I am in favor of Option-2, but I am not sure whether my arguments are solid enough or not. What are your opinions?

EDIT: Upon requests for clarification, here are more specification details:

• This is an embedded application that is going to run on Linux OS.
• Unfortunately, I cannot tell you about the project itself, but I can say that there are multiple components of the project, each component will be developed by its own team (of 3-4 people), and it is decided that the communication between these components/modules are through some kind of messaging framework.
• C/C++ will be used as programming language.
• What the 'Module Interface API' will automatically provide to the developers of a module are: (1) An message/event handler thread loop, (2) a synchronous message queue, (3) a function pointer member variable where you can set your message handler function.

Answer 1

Here is what I could come up with:

Multi-process(1) vs. Single-process, multi-threaded(2):

• Impact of segmentation faults: In (2), if one module causes segmentation fault, the whole application crashes. In (1), modules have different memory regions and thus only the module that cause segmentation fault will crash.
• Message delivery guarantee: In (2), you can assume that message delivery is guaranteed. In (1) the receiving module may crash before the receival or during handling of the message.
• Sharing memory between modules: In (2), the whole memory is shared by all modules, so you can directly send message objects. In (1), you need to use 'Shared Memory' between modules.
• Messaging implementation: In (2), you can send message objects between modules, in (1) you need to use either of network socket, unix socket, pipes, or message objects stored in a Shared Memory. For the sake of efficiency, storing message objects in a Shared Memory seems to be the best choice.
• Pointer usage between modules: In (2), you can use pointers in your message objects. The ownership of heap objects (accessed by pointers in the messages) can be transferred to the receiving module. In (1), you need to manually manage the memory (with custom malloc/free functions) in the 'Shared Memory' region.
• Module management: In (2), you are managing just one process. In (1), you need to manage a pool of processes each representing one module.

Answer 2

Sounds like you're implementing Communicating Sequential Processes. Excellent!

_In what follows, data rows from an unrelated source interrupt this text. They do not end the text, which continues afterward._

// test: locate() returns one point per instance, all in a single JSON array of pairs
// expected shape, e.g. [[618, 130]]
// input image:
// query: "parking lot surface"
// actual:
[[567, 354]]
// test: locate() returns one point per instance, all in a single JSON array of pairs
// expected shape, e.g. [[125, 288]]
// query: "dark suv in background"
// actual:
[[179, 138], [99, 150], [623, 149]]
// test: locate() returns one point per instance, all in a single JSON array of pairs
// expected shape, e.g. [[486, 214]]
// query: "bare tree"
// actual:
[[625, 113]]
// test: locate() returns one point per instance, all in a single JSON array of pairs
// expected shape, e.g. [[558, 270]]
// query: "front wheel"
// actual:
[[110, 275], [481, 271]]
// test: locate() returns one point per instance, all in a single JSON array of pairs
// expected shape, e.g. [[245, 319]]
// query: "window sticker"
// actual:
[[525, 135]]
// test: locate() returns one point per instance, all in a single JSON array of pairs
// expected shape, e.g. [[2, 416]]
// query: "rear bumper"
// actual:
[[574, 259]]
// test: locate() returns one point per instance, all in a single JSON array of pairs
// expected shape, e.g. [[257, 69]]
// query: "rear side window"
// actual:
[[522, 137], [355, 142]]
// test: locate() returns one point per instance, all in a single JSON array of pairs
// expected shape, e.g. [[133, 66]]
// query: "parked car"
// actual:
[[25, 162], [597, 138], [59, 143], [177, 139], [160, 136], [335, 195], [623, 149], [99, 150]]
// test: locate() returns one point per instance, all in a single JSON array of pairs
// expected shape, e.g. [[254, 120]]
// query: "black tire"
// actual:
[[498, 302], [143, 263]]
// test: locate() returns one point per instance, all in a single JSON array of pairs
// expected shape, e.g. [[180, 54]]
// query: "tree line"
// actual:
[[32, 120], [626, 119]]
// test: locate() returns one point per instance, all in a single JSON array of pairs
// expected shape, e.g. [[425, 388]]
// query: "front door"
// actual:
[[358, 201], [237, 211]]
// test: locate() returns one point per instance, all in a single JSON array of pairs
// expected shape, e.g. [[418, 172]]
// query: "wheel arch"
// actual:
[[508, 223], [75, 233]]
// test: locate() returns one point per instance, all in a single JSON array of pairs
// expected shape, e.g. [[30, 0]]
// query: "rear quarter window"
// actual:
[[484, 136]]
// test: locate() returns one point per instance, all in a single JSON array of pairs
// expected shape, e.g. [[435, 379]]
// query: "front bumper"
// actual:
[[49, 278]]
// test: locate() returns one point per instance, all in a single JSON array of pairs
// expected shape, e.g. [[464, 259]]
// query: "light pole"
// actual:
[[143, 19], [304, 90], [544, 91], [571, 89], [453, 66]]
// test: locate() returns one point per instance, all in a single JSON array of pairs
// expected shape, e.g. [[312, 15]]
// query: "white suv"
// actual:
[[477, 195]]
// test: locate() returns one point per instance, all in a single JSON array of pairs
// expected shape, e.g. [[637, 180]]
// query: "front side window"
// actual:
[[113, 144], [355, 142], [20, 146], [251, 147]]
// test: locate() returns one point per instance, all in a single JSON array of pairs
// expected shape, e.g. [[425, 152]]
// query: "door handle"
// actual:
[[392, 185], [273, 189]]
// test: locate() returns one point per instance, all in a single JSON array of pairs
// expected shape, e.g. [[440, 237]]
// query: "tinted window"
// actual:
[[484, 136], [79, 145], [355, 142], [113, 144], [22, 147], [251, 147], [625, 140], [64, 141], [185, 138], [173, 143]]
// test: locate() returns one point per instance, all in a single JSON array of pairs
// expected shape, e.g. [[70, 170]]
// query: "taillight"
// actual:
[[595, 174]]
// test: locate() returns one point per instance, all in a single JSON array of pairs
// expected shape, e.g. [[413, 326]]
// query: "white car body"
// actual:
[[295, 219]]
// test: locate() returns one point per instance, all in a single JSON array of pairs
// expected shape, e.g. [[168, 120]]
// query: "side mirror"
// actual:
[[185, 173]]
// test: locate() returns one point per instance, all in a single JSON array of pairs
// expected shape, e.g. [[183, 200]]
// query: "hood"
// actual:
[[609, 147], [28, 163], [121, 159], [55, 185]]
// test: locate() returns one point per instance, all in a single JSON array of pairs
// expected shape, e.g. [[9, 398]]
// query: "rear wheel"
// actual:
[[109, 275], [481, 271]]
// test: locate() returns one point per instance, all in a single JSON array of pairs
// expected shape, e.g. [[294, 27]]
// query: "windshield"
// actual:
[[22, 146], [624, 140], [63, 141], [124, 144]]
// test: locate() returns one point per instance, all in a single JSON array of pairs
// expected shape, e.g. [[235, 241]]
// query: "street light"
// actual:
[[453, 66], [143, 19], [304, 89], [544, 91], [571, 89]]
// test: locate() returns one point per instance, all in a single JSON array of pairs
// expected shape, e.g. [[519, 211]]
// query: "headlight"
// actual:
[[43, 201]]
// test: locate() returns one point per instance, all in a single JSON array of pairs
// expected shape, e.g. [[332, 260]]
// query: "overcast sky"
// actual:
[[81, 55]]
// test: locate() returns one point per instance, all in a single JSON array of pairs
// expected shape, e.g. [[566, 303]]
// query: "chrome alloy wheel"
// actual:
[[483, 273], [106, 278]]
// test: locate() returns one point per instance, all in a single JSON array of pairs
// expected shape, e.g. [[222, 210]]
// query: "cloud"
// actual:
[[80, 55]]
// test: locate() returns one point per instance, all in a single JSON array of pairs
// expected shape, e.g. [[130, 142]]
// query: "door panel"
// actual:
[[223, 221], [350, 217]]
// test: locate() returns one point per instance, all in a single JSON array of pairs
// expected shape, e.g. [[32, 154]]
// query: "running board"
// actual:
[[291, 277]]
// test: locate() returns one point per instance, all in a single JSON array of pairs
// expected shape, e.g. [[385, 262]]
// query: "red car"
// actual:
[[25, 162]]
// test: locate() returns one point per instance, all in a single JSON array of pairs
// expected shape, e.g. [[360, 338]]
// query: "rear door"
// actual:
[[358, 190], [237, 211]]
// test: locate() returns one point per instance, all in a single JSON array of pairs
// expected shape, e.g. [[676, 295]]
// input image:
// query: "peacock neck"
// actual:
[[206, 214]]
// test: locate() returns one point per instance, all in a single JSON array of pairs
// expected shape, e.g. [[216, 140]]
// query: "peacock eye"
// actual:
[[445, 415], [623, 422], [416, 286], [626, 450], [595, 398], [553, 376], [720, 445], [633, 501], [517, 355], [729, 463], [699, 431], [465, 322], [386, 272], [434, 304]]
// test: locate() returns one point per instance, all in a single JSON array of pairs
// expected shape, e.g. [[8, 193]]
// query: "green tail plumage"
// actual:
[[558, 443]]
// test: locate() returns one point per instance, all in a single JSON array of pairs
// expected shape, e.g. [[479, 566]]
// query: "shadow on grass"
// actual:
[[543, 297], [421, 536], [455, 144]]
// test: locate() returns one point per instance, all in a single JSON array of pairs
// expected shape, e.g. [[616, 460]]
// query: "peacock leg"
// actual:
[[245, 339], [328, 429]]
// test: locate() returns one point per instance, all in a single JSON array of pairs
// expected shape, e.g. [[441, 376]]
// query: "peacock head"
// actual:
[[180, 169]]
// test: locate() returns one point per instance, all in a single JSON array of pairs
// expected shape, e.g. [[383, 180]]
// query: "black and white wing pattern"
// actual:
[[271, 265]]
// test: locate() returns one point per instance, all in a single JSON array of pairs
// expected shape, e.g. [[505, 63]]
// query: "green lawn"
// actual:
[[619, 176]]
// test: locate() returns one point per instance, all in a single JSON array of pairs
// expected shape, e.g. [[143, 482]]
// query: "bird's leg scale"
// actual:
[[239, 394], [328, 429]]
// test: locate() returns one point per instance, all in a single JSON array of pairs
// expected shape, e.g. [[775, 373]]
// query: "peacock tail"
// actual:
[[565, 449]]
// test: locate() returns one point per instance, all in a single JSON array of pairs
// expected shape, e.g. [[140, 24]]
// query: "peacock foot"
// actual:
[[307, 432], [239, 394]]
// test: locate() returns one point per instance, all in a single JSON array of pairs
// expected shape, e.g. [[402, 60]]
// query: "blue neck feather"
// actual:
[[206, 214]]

Tackling threads vs processes first, I would stick to threads; the context switch times are faster (especially on Windows where process context switches are quite slow).

Second, shared memory vs a message queue; if you're doing full synchronous message passing it'll make no difference to performance. The shared memory approach involves a shared buffer that gets copied to by the sender and copied from by the reader. That's the same amount of work as is required for a message queue. So for simplicity's sake I would stick with the message queue.

in fact you might like to consider using a pipe instead of a message queue. You have to write code to make the pipe synchronous (they're normally asynchronous, which would be Actor Model; message queues can often be set to zero length which does what you want for it to be synchronous and properly CSP), but then you could just as easily use a socket instead. Your program can then become multi-machine distributed should the need arise, but you've not had to change the architecture at all. Also named pipes between processes is an equivalent option, so on platforms where process context switch times are good (e.g. linux) the whole thread vs process question goes away. So working a bit harder to use a pipe gives you very significant scalability options.

Regarding crashing; if you go the multiprocess route and you want to be able to gracefully handle the failure of a process you're going to have to do a bit of work. Essentially you will need a thread at each end of the messaging channel simply to monitor the responsiveness of the other end (perhaps by bouncing a keep-awake message back and forth between themselves). These threads need to feed status info into their corresponding main thread to tell it when the other end has failed to send a keep-awake on schedule. The main thread can then act accordingly. When I did this I had the monitor thread automatically reconnect as and when it could (e.g. the remote process has come back to life), and tell the main thread that too. This means that bits of my system can come and go and the rest of it just copes nicely.

Finally, your actual application processes will end up as a loop, with something like select() at the top to wait for message inputs from all the different channels (and monitor threads) that it is expecting to hear from.

By the way, this sort of thing is frustratingly hard to implement in Windows. There's just no proper equivalent of select() anywhere in any Microsoft language. There is a select() for sockets, but you can't use it on pipes, etc. like you can in Unix. The Cygwin guys had real problems implementing their version of select(). I think they ended up with a polling thread per file descriptor; massively inefficient.

Good luck!

Answer 3

Your question lacks a description of how the "modules" are implemented and what do they do, and possibly a description of the environment in which you are planning to implement all of this.

For example:

• If the modules themselves have some requirements which makes them hard to implement as threads (e.g. they use non-thread-safe 3rd party libraries, have global variables, etc.), your message delivery system will also not be implementable with threads.
• If you are using an environment such as Python which does not handle thread parallelism very well (because of its global interpreter lock), and running on Linux, you will not gain any performance benefits with threads over processes.

There are more things to consider. If you are just passing data between modules, who says your system needs to use either multiple threads or multiple processes? There are other architectures which do the same thing without either of them, such as event-driven with callbacks (a message receiver can register a callback with your system, which is invoked when a message generator generates a message). This approach will be absolutely the fastest in any case where parallelism isn't important and where receiving code can be invoked in the execution context of the caller.

tl;dr: you have only scratched the surface with your question :)